Tally brought her board to a sharp halt. The Rusty Ruins were the remains of an old city, a hulking reminder of back when there'd been way too many people, and everyone was incredibly stupid. And ugly.

"No way. Don't tell me you have."

Shay nodded.

Tally's mouth dropped open. "That's impossible."

"You think you're the only one who knows good tricks?"

"Well, maybe I believe you," Tally said. Shay had that look on her face, the one Tally had learned to watch out for. "But what if we get busted?"

Shay laughed. "Tally, there's nothing out there, like you just said. Nothing and no one to bust us."

"Do hoverboards even work out there? Does anything?"


"Special ones do, if you know how to trick them, and where to ride. And getting past the burbs is easy. You take the river the whole way. Farther upstream it's white water, too rough for skimmers."

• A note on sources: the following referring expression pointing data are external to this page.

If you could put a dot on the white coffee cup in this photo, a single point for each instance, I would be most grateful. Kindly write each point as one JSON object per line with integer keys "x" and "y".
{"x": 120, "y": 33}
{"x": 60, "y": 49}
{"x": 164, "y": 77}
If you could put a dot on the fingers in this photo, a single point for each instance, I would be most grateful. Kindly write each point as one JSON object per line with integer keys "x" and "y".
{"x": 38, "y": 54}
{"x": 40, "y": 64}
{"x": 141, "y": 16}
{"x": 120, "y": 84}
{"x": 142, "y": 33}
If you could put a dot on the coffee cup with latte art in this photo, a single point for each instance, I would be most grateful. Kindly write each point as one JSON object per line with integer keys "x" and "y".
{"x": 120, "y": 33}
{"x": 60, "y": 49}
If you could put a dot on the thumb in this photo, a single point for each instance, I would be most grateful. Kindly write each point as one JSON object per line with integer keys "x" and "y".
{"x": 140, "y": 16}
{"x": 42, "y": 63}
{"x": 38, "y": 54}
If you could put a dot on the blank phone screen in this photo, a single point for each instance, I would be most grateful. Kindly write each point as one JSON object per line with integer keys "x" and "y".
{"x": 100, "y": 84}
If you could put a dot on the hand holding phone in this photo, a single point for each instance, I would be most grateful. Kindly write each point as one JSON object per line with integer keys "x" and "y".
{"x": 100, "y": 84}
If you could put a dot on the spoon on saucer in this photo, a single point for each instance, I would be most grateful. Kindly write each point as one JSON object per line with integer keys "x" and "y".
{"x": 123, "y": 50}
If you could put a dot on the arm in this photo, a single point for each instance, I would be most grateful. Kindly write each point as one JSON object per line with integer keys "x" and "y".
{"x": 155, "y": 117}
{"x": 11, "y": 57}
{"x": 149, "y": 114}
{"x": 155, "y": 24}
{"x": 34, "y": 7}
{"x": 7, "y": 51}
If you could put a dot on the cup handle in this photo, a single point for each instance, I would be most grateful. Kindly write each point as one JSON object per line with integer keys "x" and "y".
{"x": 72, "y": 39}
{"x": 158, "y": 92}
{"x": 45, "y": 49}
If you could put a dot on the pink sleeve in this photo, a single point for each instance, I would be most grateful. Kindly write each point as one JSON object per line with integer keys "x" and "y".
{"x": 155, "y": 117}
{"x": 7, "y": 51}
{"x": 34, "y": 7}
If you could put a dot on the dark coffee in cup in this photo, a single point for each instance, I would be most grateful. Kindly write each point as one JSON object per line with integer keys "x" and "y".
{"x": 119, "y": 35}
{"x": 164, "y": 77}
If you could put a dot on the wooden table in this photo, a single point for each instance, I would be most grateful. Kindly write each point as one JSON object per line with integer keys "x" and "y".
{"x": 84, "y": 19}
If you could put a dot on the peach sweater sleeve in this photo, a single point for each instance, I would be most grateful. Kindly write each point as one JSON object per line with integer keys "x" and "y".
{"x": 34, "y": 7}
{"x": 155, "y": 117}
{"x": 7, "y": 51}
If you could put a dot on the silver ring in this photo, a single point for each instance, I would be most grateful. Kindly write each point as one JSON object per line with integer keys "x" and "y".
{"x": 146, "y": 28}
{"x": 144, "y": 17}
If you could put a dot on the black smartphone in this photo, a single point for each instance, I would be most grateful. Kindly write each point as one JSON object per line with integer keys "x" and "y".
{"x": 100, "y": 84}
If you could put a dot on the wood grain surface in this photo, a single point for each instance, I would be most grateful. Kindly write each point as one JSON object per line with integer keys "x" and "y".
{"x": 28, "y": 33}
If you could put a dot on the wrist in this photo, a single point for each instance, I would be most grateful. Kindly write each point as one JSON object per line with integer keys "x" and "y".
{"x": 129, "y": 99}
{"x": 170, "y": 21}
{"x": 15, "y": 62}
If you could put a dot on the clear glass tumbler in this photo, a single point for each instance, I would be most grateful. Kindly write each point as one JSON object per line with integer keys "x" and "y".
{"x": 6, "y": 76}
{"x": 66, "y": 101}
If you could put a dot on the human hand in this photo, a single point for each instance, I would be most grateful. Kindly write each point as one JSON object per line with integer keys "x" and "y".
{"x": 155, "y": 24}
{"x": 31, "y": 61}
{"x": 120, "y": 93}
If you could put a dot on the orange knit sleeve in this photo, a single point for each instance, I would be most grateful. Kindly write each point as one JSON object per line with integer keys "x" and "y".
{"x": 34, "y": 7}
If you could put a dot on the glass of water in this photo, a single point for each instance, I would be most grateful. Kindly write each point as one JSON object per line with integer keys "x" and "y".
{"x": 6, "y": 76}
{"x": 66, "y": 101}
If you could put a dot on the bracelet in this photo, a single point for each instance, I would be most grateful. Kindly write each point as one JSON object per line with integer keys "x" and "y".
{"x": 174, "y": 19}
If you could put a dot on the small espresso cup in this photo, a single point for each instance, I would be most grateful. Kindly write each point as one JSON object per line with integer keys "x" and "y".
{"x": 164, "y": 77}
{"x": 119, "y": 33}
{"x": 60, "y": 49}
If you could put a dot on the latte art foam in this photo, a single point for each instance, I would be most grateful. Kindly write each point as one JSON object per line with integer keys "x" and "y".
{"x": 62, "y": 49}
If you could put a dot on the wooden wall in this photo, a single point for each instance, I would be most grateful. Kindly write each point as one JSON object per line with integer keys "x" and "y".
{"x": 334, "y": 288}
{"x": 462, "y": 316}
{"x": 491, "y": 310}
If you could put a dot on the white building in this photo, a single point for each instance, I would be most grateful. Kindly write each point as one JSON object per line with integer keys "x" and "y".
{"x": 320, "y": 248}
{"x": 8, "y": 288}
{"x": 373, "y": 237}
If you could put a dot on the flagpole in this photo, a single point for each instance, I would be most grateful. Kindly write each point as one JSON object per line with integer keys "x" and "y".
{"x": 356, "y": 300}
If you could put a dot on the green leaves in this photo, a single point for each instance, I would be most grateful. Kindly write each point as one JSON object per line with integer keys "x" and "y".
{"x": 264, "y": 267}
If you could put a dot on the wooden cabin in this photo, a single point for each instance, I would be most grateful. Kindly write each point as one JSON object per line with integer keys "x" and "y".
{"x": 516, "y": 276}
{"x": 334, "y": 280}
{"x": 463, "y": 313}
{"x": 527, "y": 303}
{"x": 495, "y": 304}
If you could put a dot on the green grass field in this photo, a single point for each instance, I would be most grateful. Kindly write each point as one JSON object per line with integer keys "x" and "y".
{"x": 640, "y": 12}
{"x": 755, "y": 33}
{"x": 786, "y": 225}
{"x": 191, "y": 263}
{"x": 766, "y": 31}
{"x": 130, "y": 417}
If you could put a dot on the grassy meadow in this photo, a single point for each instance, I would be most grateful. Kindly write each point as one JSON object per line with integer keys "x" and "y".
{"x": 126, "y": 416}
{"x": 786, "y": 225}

Tally's mouth dropped open again. "You really have done this before."

A gust of wind billowed in Shay's jacket, and she slid farther away, still smiling. Tally had to lean her board into motion again to stay within earshot. A treetop brushed her ankles as the ground below them started to rise.

"It'll be really fun," Shay called.

"Sounds too risky."

"Come on. I've been wanting to show you this since we met. Since you told me you crashed a pretty party-and pulled a fire alarm!"

Tally swallowed, wishing she'd told the whole truth about that night-about how it had all just sort of happened. Shay seemed to think she was the world's biggest daredevil now.

"Well, I mean, that alarm thing was partly an accident. Kind of."

"Yeah, sure."

"I mean, maybe we should wait. It's only a couple of months now."

"Oh, that's right," Shay said. "A couple of months and we'll be stuck inside the river.